Anesthesiology and Surgical Oncology Research Group, Houston, TX 77030, USA; Department of Anesthesiology, Massachusetts General Hospital, Harvard University, Boston, MA 02114, USA.
Life Sci. 2021 Aug 1;278:119541. doi: 10.1016/j.lfs.2021.119541. Epub 2021 Apr 27.
In vitro and in vivo studies suggest that the mu-opioid receptor (MOR) is involved in tumorigenesis, and metastasis in cancer. In humans, the use of MOR agonists (opioids) is associated with head and neck squamous cell carcinoma (HNSCC) progression. In the present study, we aimed to examine the role of MOR activation in MOR (+) HNSCC.

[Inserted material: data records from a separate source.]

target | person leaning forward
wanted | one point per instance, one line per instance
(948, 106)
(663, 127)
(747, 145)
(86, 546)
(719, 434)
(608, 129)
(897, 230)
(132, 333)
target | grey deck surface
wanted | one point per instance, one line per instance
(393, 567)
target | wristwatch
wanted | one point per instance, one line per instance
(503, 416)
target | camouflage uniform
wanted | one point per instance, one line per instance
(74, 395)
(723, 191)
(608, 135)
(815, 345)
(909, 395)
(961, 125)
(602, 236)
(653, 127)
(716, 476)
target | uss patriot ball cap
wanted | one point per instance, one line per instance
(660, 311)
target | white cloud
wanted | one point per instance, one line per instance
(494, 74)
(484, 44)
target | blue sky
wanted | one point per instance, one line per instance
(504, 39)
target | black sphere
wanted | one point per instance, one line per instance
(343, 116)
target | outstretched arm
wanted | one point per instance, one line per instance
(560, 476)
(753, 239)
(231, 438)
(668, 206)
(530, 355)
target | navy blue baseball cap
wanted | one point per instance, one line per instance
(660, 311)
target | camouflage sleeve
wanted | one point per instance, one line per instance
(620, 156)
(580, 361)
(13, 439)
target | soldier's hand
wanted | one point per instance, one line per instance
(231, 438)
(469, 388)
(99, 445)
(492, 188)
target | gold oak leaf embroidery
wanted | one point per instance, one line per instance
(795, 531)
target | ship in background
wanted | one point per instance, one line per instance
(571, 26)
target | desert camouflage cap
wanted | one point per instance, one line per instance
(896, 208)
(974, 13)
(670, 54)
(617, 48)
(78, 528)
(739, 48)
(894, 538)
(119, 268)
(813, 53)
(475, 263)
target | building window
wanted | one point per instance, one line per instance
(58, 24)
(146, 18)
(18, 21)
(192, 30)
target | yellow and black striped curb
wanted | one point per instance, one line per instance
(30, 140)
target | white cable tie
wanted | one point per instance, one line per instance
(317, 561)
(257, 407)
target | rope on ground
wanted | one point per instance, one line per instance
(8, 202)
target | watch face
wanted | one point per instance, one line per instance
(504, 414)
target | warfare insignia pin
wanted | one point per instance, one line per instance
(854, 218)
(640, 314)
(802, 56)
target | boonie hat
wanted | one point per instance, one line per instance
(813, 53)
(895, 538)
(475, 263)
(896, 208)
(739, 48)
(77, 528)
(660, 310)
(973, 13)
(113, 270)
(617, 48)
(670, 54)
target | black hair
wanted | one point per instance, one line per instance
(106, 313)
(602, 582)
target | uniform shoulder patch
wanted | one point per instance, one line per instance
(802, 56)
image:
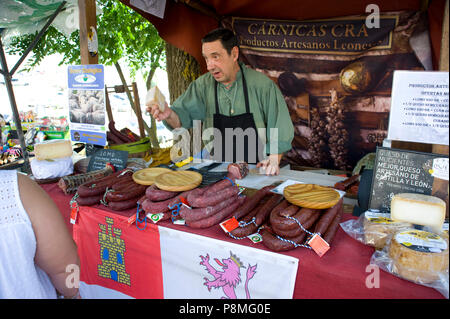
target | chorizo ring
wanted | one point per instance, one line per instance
(272, 242)
(267, 208)
(219, 216)
(282, 223)
(155, 194)
(206, 200)
(132, 191)
(327, 217)
(252, 202)
(193, 214)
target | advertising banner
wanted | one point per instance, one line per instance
(336, 77)
(87, 108)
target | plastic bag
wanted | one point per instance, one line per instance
(373, 228)
(418, 256)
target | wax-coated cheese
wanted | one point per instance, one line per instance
(53, 149)
(379, 227)
(154, 95)
(418, 255)
(419, 209)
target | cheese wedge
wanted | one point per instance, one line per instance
(53, 149)
(418, 255)
(154, 95)
(419, 209)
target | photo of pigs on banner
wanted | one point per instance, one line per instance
(352, 85)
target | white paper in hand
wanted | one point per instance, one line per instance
(154, 95)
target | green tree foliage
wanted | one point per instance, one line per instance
(122, 33)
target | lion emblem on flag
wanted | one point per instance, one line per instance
(229, 277)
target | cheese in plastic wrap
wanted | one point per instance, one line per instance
(154, 95)
(53, 168)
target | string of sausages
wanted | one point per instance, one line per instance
(284, 226)
(117, 191)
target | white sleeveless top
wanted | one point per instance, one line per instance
(19, 276)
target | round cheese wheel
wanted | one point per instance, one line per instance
(378, 228)
(418, 256)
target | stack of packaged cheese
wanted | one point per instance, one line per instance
(52, 159)
(411, 242)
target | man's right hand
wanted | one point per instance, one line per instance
(153, 109)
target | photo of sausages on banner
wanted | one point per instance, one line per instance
(336, 77)
(87, 106)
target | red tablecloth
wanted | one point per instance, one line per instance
(341, 273)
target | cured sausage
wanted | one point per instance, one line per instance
(327, 217)
(98, 187)
(155, 194)
(279, 219)
(294, 232)
(332, 229)
(216, 187)
(70, 183)
(250, 228)
(275, 244)
(251, 202)
(206, 199)
(155, 207)
(267, 208)
(118, 134)
(237, 170)
(219, 216)
(125, 204)
(132, 191)
(112, 138)
(126, 183)
(347, 183)
(193, 214)
(89, 201)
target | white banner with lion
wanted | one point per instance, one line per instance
(199, 267)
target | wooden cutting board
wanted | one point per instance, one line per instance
(147, 176)
(311, 196)
(178, 181)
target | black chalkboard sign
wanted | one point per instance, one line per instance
(401, 171)
(99, 159)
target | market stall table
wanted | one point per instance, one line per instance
(342, 273)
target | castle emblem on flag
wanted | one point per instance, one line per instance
(112, 249)
(230, 277)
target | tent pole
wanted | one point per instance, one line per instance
(12, 100)
(37, 38)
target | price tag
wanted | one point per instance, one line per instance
(73, 213)
(131, 219)
(319, 245)
(255, 238)
(155, 217)
(229, 224)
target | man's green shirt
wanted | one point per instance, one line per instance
(266, 103)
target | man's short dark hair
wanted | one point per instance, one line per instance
(226, 37)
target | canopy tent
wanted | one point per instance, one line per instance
(23, 17)
(186, 22)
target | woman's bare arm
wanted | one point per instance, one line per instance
(55, 248)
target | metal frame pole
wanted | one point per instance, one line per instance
(9, 87)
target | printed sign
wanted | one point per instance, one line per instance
(117, 158)
(319, 36)
(400, 171)
(87, 108)
(419, 108)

FaDu, MDA686Tu and UMSCC47 cell lines were used in in vitro and in vivo experiments. Cells and animals were treated with a highly selective MOR agonist DAMGO, [D-Ala (2), Me Phe (4), Glycol (5)]-enkephalin] or saline 0.9%.
MOR activation significantly increased the proliferation, colony formation, invasion, and migration of FaDu and MDA6868Tu cells and promoted tumor growth in vivo.
These findings suggest that MOR is implicated in tumorigenesis of HNSCC. Overall, our findings identify that MOR could be used as a potential therapeutic target in patients with MOR (+) HNSCC.
体外和体内研究表明,μ-阿片受体(MOR)参与了癌症的发生和转移。在人类中,MOR 激动剂(阿片类药物)的使用与头颈部鳞状细胞癌(HNSCC)的进展有关。在本研究中,我们旨在研究 MOR 激活在 MOR(+)HNSCC 中的作用。
在体外和体内实验中使用了 FaDu、MDA686Tu 和 UMSCC47 细胞系。用高度选择性的 MOR 激动剂 DAMGO([D-Ala(2),MePhe(4),Glycol(5)]-脑啡肽)或生理盐水 0.9%处理细胞和动物。
MOR 激活显著增加了 FaDu 和 MDA6868Tu 细胞的增殖、集落形成、侵袭和迁移,并促进了体内肿瘤生长。
这些发现表明 MOR 参与了 HNSCC 的肿瘤发生。总的来说,我们的研究结果表明,MOR 可作为 MOR(+)HNSCC 患者的潜在治疗靶点。